Завещаю вам, братья, контролируйте один другого во всякой практической деятельности; во всех мелочах, в образе жизни. Это спасет вас от неизбежных для каждого отдельного человека, но гибельных для всей организации ошибок. Надо, чтобы контроль вошел в сознание и принцип, чтобы он перестал быть обидным, чтобы личное самолюбие замолкало перед требованиями разума. Необходимо знать всем ближайшим товарищам, как человек живет, что он носит с собой, как записывает и что записывает, насколько он осторожен, наблюдателен, находчив. Изучайте друг друга. В этом сила, в этом совершенство отправлений организации.

Завещаю вам, братья, установите строжайшие сигнальные правила, которые спасали бы вас от повальных погромов.

Завещаю вам, братья, заботьтесь о нравственной удовлетворенности каждого члена организации. Это сохранит между вами мир и любовь. Это сделает каждого из вас счастливым, сделает навсегда памятными дни, проведенные в вашем обществе.

Затем целую вас всех, дорогие братья, милые сестры, целую всех по одному и крепко, крепко прижимаю к груди, которая полна желанием, страстью, воодушевляющими и вас. Простите, не поминайте лихом. Если я делал кому-либо неприятное, то верьте, не из личных побуждений, а единственно из своеобразного понимания нашей общей пользы и из свойственной характеру настойчивости.

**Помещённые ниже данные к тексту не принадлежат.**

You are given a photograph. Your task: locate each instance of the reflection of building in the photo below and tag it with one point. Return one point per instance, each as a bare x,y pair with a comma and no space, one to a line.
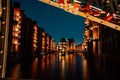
103,47
16,29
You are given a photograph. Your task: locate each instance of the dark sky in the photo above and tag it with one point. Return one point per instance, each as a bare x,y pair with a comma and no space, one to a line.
56,22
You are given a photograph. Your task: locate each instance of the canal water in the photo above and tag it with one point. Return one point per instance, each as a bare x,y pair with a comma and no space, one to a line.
53,67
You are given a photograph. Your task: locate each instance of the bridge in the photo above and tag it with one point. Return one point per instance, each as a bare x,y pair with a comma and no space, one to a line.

Итак, прощайте, дорогие. Весь и до конца ваш

Александр Михайлов».

«Весь и до конца»… И сам он, в своем «Завещании» — весь и до конца. И какая нежность!.. Что ни прибавишь — кимвал звенящий. Вижу человека, нет и тридцати. Громадная петля качается над ним. А он: «Завещаю вам, братья…» И эта нежность к остающимся жить…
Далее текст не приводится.